Official DMD compiler written in D (page 4) - D Programming Language Discussion Forum

Forums

New users
- Learn
Community
- General
- Announce
Improvements
- DIP Ideas
- DIP Devel.
Ecosystem
- GDC
- LDC
- Debuggers
- IDEs
- DWT
Development
- Internals
- Issues
- Beta
- DMD
- Phobos
- Druntime
- Study
Turkish
- Genel
- Duyuru

Index » General » Official DMD compiler written in D (page 4)

January 10, 2013

Re: Official DMD compiler written in D

Posted by Dmitry Olshansky
in reply to H. S. Teoh

Dmitry Olshansky

Posted in reply to H. S. Teoh

10-Jan-2013 09:45, H. S. Teoh пишет:
> On Thu, Jan 10, 2013 at 04:51:35AM +0100, Timon Gehr wrote:
>> On Wednesday, 9 January 2013 at 18:45:56 UTC, H. S. Teoh wrote:
> [...]
>>> Whoa!!! Now you really caught my interest!
>>>
>>> Can it handle CTFE-computed mixins that declare and reference
>>> variables?  If it can, I will finally be able to write a library AA
>>> implementation that allows static AA literals (no runtime
>>> init/allocation needed)!
>>
>> Probably yes, but I am not sure what you mean.
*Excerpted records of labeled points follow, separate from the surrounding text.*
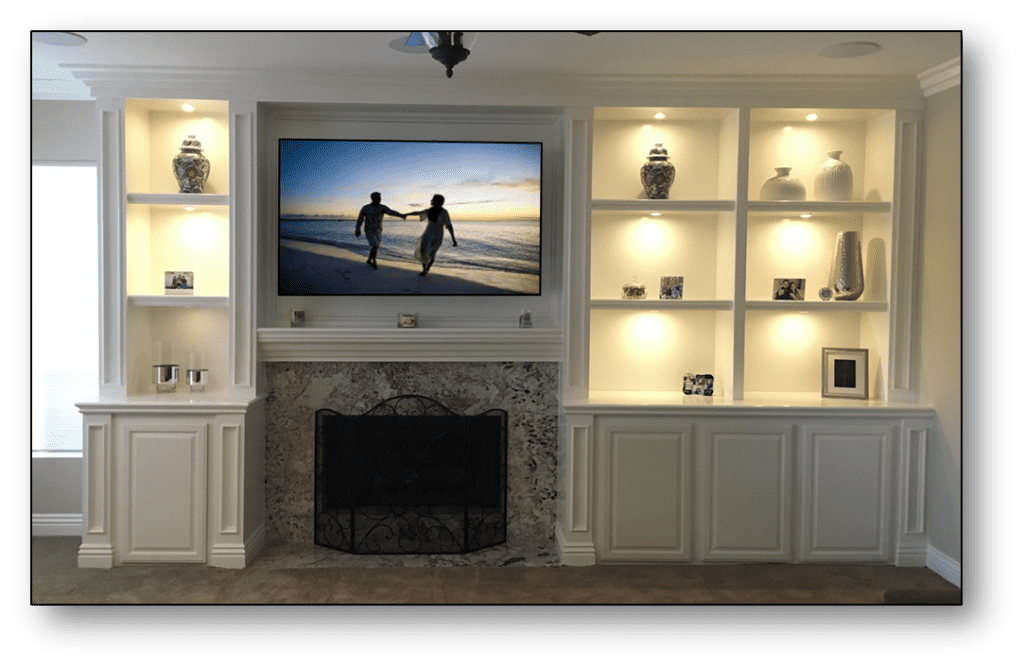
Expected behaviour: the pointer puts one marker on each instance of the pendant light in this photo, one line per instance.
(450, 47)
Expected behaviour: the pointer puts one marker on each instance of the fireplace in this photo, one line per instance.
(410, 476)
(527, 391)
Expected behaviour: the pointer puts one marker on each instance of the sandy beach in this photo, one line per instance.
(316, 268)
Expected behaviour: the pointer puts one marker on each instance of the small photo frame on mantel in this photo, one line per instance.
(844, 373)
(179, 283)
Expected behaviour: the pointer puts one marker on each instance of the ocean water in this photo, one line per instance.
(512, 247)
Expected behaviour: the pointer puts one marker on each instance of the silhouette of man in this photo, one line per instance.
(373, 216)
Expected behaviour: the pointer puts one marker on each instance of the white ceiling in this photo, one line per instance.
(496, 54)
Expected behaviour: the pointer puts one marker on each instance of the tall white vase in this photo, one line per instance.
(835, 181)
Can you provide an
>> example?
>
> The basic idea behind static AA literals is to use CTFE to compute the
> hashes of the keys, and therefore which slot(s) they will fall in, at
> compile time.

Why not try to make an AA literal a universal entity for all kinds of user-defined associative arrays? Then the actual construction of AA is done via constructor taking some type like AALiteral!(Key, Value) which is a sequence of Key, Value pairs. It could be even presorted.
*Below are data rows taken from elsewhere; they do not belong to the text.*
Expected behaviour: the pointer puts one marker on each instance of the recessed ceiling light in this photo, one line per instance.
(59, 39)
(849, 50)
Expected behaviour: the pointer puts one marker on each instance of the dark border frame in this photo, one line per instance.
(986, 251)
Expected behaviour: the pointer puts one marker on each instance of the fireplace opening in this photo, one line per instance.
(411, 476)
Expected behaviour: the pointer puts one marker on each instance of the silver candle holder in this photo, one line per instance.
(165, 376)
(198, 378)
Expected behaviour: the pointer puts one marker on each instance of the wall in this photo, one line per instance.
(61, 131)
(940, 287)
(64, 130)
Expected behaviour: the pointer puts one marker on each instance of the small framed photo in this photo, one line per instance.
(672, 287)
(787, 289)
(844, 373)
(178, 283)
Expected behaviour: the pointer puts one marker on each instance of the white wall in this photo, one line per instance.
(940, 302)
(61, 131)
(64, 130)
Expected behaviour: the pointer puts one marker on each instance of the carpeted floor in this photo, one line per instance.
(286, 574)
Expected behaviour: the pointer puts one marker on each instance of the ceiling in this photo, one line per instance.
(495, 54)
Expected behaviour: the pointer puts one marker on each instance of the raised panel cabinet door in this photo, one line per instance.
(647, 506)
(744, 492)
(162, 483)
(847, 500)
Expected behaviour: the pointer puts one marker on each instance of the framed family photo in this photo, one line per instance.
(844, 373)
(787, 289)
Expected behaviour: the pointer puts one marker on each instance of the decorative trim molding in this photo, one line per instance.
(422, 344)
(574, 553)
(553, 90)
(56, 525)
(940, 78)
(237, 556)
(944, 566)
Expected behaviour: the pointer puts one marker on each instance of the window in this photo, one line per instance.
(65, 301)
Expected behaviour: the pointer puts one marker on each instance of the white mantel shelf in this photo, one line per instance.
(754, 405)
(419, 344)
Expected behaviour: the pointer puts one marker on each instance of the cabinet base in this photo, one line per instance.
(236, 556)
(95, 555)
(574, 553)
> Armed with this information, we can create an array of
> slots at compile-time that contains the AA entries by declaring each
> slot as a static variable and using the slot assignment information to
> initialize the hash table (array of pointers to slots) to point to these
> slots.
>
> Now, there are some challenges to be overcome here. For example, the
> slots need to be declared as local variables, and therefore need unique
> names (the hash table array needs to be able to refer to the addresses
> of these variables), so the only way I can think of to do this at
> compile-time is to have the CTFE code generate mixins to declare those
> variables. So here's the tricky part. Suppose you have this CTFE code:
>
> 	// Not the real code, just a rough sketch to give the idea
> 	string aaComputeAASlots(K,V)(K[V] aaLiteral) {
> 		// Create slots
> 		string slotVars;
> 		foreach (key, value; aaLiteral) {
> 			size_t slotNum = hashOf(key) % numKeys;
> 			string slotName = "aaSlot" ~ slotNum;
> 			slotVars ~= "immutable Slot " ~ slotName ~
> 				" = Slot(" ~ key ~ ", " ~ value ~ ");";
> 		}
>
> 		string mainTable = q{
> 			immutable Slot*[] aaTable = {
> 				&aaSlot0,
> 				&aaSlot1,
> 				... // generate these programmatically
> 			};
> 		};
>
> 		return slotVars ~ mainTable;
> 	}
>
> 	// Instantiate AA here, at compile time.
> 	mixin(aaComputeAASlots(myLiteral));
>
> The mixin string would look something like this:
>
> 	"immutable Slot aaSlot0 = Slot(..., ...);
> 	 immutable Slot aaSlot1 = Slot(..., ...);
> 	 immutable Slot*[] aaTable = {
> 	 	&aaSlot0, &aaSlot1, ...
> 	 }"
>
> The question is, will the compile be able to resolve &aaSlot0, &aaSlot1,
> etc., at compile-time?
>
> Obviously, this code works if you copy-n-paste it into a .d source file.
> It also works if I write it as a string literal, then use mixin().
> However, on DMD, if the string is returned by a CTFE function that
> builds it using ~, for some reason all the pointers in aaTable are null.
> Strangely enough, if I assign the returned string to a string variable
> and print it out at runtime, the correct string is produced.
>

Seems like a bug.

> So I concluded that somehow, DMD was unable to correctly interpret
> &aaSlot0 inside a mixin string at compile-time.


-- 
Dmitry Olshansky

January 10, 2013

Re: Official DMD compiler written in D

Posted by Era Scarecrow
in reply to Dmitry Olshansky

Era Scarecrow

Posted in reply to Dmitry Olshansky

On Thursday, 10 January 2013 at 19:57:29 UTC, Dmitry Olshansky wrote:
> Why not try to make an AA literal a universal entity for all kinds of user-defined associative arrays? Then the actual construction of AA is done via constructor taking some type like AALiteral!(Key, Value) which is a sequence of Key, Value pairs. It could be even presorted.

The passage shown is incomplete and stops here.